# Point Estimation

**Point Estimation** is the process of using a single "best guess" value (a statistic) from a sample to estimate an unknown population parameter. 

While a **Confidence Interval** provides a range, a **Point Estimate** provides a specific coordinate on the number line.

---

## 1. Key Formulas & Notation

In statistics, we use a "hat" notation ( $\hat{}$ ) to represent an estimate of a true population parameter.

| Parameter to Estimate | Population (Truth) | Point Estimate (Sample) | Formula |
| :--- | :--- | :--- | :--- |
| **Mean** | $\mu$ | $\hat{\mu} = \bar{x}$ | $\frac{\sum x_i}{n}$ |
| **Variance** | $\sigma^2$ | $\hat{\sigma}^2 = s^2$ | $\frac{\sum (x_i - \bar{x})^2}{n-1}$ |
| **Proportion** | $p$ | $\hat{p}$ | $\frac{\text{Successes}}{n}$ |



---

## 2. Criteria for a "Good" Point Estimator

Not all statistics are good estimators. Data scientists look for two main properties:

1.  **Unbiasedness:** On average, the estimator should equal the true population parameter. (e.g., using $n-1$ in sample variance makes it unbiased).
2.  **Efficiency (Low Variance):** If you take many samples, the point estimates should be tightly clustered together rather than widely spread out.

---

## 3. Data Science & ML Use Cases

* **Model Weights:** In Linear Regression, the coefficients ( $\beta_1, \beta_2, ...$ ) are point estimates of the "true" relationship between variables.
* **Probability Predictions:** When a Random Forest outputs a `0.85` probability for a class, that is a point estimate of the likelihood of that observation belonging to that class.
* **KPI Tracking:** When a company reports an "Average Revenue Per User" (ARPU), they are using a point estimate from their current database to represent their entire customer base's behavior.

---

## 4. Python Implementation: Estimating Population Mean
This script demonstrates how a point estimate changes with sample size and how it compares to the true population value.


In [1]:
import numpy as np

# 1. Create a "True" Population (Unknown in real life)
np.random.seed(42)
population = np.random.normal(loc=55, scale=10, size=100000)
true_mu = np.mean(population)

# 2. Take a Sample
sample_size = 100
sample = np.random.choice(population, sample_size)

# 3. Calculate Point Estimates
point_est_mean = np.mean(sample)
point_est_std = np.std(sample, ddof=1) # ddof=1 provides unbiased estimate

print(f"True Population Mean: {true_mu:.4f}")
print(f"Point Estimate (Sample Mean): {point_est_mean:.4f}")
print(f"Error (Bias): {abs(true_mu - point_est_mean):.4f}")

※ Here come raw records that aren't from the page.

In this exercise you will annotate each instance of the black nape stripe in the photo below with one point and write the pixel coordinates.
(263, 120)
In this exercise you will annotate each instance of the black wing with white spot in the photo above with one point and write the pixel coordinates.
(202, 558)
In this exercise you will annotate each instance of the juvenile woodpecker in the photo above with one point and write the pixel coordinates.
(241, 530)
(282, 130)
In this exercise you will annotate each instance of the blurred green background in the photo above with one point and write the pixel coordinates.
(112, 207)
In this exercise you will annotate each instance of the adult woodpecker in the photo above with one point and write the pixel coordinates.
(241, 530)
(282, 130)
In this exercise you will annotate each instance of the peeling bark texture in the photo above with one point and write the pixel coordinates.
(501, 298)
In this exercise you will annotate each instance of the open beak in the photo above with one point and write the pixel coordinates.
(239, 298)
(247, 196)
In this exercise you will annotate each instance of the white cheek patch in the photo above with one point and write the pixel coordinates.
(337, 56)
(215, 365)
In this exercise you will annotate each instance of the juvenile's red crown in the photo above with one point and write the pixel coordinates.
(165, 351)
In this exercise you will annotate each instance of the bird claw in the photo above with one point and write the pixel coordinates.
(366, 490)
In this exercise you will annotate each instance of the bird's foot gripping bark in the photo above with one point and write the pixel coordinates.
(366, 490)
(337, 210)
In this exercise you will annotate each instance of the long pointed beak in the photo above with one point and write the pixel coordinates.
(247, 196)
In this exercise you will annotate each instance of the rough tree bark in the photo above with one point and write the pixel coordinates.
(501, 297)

True Population Mean: 55.0097
Point Estimate (Sample Mean): 55.7202
Error (Bias): 0.7105


### Pro Tip:
A point estimate is almost **never** exactly equal to the population parameter due to **sampling error**. In professional Data Science reports, it is best practice to provide the point estimate (e.g., "The model accuracy is 85%") followed by its margin of error or a confidence interval.